I have been a smoker for many years and i do respect non-smokers wishes to not be around smoking. But having my smoking rights taken from me when i am in a bar? I have worked in bars for years. Not very many times have i heard a non-smoker complain about the smoke. They respect our rights as well as we respect them. Many times when a non-smoker comes out with their friends that do smoke, they do not go to another area where people are not smoking. They stay right there with their friends. I smoke two packs a day but have slowed down in the bar scene when we are directed outside. The state being in a recession and not having money for this and that? Well, North Carolinay took probably millions of dollars out of their accounts from taxes on the cigarettes because people won't buy as much. So they lost money and made consumers and business owners of bars very upset. Why not just require smoke eaters in the bars and let them smoke freely like we have been doing since the beginning of time and quit trying to take control over people? The United States have helped free communist countrys then turn around and try to control their own country. Makes no since.

Stuart Anderson
Stuart Anderson

Here we go again....the government deciding how best to handle my own health....Look, I smoke and been smoking for 20+ years. I know its not good for my health but I should be the one to decide to stop, not the government mandating it or else I will be punished. I can agree some public places should be smoke free...I'm not against that. What I am against, is the same "government" that wants me to stop smoking is the same government that administered the Tuskegee Project. "Oh, its just a vaccine, it won't hurt you". These are the same people that received such a backlash against the Anthrax vaccine, they sent their soldiers and airmen overseas (into the Iraq Afghan wars) and mandated the service members take this vaccination.
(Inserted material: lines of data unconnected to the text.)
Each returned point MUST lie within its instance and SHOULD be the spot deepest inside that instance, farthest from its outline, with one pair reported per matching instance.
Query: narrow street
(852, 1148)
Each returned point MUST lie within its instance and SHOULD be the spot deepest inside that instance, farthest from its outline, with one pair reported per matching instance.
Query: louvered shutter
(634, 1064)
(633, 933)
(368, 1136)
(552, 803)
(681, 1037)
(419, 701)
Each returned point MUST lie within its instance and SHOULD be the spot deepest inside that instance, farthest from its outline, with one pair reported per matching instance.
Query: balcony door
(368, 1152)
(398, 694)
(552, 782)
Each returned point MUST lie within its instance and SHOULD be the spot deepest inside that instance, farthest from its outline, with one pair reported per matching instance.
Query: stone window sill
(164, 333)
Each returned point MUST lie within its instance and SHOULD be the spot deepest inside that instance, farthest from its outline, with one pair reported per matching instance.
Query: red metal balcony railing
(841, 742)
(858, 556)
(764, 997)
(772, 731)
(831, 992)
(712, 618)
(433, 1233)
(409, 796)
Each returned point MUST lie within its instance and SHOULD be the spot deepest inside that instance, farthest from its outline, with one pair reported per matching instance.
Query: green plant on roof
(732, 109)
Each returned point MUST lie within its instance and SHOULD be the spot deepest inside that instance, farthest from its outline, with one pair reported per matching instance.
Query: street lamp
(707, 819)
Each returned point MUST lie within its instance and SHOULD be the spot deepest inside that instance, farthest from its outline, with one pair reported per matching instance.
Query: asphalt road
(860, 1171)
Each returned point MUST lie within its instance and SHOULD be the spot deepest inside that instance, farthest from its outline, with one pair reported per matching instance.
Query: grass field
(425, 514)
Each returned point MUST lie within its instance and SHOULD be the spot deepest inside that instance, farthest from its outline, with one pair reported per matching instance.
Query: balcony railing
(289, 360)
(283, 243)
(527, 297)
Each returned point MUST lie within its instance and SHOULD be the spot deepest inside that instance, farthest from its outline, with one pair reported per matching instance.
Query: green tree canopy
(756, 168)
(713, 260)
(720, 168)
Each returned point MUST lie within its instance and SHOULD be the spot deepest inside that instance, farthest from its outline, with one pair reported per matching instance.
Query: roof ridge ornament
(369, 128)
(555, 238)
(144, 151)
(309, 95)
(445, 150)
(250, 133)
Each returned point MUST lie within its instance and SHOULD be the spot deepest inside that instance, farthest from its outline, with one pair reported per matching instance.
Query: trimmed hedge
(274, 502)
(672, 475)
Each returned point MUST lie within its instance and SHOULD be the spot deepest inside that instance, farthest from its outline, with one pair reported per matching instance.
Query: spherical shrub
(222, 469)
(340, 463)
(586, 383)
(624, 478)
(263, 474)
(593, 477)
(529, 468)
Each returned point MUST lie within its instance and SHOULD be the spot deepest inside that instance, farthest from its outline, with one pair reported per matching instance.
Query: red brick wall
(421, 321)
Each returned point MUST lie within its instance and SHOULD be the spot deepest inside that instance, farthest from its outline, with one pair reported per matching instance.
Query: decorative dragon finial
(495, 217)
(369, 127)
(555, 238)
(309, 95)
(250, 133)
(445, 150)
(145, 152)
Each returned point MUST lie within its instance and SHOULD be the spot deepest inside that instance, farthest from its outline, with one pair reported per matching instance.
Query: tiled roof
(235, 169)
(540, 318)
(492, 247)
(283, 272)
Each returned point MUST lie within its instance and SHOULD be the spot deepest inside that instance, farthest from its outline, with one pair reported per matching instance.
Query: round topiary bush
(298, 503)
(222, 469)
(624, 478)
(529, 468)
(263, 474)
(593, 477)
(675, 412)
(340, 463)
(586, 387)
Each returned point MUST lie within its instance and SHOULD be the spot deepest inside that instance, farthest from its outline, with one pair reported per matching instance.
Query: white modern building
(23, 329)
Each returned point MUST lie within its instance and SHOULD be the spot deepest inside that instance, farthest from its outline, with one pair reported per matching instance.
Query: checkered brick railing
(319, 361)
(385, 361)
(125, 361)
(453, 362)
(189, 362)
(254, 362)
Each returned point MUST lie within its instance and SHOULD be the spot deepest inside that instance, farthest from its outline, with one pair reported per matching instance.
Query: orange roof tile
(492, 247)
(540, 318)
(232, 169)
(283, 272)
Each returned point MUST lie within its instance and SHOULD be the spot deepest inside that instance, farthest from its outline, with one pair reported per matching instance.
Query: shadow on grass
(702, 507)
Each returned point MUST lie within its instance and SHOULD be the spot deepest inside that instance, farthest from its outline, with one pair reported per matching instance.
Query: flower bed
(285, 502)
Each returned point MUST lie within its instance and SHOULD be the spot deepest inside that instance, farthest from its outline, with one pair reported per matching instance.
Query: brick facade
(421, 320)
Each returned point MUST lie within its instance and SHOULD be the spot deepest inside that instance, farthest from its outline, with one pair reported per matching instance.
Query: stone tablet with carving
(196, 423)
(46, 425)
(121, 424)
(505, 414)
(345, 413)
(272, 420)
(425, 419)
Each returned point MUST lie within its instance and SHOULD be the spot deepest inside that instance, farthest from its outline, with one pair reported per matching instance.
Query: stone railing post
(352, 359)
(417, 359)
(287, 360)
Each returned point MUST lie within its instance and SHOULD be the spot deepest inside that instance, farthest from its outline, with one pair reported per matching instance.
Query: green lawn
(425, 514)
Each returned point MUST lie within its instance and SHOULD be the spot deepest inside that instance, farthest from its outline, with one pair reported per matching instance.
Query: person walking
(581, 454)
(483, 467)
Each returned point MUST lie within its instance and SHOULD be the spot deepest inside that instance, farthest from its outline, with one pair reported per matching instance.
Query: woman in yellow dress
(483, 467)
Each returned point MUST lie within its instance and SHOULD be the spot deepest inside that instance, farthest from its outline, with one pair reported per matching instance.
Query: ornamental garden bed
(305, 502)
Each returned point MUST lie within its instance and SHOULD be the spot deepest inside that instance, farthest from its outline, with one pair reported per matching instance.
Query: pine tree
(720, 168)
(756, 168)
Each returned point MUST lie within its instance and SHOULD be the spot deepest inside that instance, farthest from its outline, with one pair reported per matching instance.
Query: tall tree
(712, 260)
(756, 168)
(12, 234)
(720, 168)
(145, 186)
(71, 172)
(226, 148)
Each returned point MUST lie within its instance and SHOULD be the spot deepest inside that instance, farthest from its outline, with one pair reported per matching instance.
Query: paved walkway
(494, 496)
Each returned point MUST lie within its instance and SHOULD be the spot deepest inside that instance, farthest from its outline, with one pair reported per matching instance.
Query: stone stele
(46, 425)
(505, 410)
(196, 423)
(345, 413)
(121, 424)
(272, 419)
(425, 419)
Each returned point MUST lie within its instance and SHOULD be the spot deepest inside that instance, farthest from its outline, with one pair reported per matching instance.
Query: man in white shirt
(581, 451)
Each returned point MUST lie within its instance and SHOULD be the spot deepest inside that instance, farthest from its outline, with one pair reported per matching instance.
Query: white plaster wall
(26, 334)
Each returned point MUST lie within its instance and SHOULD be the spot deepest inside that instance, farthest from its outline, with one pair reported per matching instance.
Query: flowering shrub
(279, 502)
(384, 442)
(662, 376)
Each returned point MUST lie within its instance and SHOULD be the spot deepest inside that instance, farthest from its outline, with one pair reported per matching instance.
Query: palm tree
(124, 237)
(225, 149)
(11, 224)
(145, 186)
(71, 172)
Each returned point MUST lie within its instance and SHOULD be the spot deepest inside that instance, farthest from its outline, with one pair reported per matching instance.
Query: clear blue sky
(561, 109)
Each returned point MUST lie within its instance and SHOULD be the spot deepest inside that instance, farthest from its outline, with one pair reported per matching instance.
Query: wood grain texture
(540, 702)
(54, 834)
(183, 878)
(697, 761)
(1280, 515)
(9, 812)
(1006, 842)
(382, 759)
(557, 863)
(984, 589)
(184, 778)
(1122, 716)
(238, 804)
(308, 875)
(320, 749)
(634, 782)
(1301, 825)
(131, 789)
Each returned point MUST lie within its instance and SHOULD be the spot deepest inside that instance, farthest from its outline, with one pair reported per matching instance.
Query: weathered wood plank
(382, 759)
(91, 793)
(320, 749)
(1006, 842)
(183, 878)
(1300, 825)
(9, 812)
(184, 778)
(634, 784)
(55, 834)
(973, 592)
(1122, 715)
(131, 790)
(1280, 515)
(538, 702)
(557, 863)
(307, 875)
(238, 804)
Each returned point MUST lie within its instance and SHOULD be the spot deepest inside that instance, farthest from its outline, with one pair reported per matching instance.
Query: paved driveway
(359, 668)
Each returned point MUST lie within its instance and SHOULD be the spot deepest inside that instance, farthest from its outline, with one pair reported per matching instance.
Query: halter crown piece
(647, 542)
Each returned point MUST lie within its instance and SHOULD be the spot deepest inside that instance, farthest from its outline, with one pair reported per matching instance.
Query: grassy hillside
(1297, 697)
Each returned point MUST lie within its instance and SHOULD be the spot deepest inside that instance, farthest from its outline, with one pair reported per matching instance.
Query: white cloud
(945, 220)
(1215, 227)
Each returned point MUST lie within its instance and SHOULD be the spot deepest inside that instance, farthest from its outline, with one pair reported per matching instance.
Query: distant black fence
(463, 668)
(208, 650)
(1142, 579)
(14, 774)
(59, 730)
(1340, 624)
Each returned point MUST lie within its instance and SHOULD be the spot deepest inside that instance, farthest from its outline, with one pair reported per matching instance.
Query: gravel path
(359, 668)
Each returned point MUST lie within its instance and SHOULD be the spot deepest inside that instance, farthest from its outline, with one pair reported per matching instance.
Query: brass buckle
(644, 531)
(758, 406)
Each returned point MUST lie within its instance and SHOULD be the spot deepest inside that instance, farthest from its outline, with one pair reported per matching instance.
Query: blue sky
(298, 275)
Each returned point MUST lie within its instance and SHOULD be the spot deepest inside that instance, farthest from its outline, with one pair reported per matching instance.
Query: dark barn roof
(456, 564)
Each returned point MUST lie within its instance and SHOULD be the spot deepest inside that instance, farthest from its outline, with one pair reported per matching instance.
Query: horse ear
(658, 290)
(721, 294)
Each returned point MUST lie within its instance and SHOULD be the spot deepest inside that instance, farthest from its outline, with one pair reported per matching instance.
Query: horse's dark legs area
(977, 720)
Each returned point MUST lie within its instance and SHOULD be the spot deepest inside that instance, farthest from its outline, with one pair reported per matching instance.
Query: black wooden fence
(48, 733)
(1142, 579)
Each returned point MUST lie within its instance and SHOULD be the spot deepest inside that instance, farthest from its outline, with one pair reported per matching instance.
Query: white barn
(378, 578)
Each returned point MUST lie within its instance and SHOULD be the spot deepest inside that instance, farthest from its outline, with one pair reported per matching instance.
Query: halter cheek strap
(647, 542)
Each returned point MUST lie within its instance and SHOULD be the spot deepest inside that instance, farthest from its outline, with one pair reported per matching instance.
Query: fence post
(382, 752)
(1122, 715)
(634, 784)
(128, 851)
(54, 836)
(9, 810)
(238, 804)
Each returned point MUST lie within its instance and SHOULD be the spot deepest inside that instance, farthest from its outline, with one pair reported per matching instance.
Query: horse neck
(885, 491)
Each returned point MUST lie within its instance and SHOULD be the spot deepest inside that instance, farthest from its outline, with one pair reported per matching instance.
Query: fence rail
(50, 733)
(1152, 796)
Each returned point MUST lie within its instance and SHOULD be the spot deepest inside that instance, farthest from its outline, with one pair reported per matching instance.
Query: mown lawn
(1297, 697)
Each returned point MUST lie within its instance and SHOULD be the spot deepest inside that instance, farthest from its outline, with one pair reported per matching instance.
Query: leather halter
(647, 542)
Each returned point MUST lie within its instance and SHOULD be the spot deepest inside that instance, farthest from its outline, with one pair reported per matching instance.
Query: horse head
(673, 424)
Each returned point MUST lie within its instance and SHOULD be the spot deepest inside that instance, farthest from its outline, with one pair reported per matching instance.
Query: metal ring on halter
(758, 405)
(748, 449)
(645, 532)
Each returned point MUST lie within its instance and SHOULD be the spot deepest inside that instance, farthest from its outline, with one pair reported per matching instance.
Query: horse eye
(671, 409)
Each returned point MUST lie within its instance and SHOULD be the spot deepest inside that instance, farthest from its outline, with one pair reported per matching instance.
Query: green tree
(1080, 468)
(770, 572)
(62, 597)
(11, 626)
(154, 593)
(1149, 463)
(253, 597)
Now the observation period is underway. The results remain to be seen. And you think the government is telling me to stop smoking because they love and care for me?? I don't think so. There are always people in public that do or say or wear something that offends me. I accept this because I am in the public. But in the privacy of my own home, should someone offend me I can ask them to leave. But in public? If I smoke someone can ask me to leave?? How so? When your choices are controlled by the government, are you really a free society?

dulinty
dulinty

Laprade, you came all the way down from Canada to "enlighten the yokels" with your boilerplate spam? (Google this jerk for tens of thousands of links) Go home! Your kind of garbage doesn't go in America!

Bill hubbard
Bill hubbard

Require a large sign posted by the door that says smoking is permitted in this restaurant. I will avoid that restaurant like the plague.

Thomas Laprade
Thomas Laprade

Nonsmokers, like anyone else, have the right to choose to be in a smokeless or smoking environment. But how far does that right extend? Should it take priority over someone else's right to choose as well? Court houses, publicly-owned buildings and anywhere else an individual might be forced to go should be included in any smoking law. What should not be included are places located in or on private property, providing an individual is not compelled by law to frequent or work at that specific location.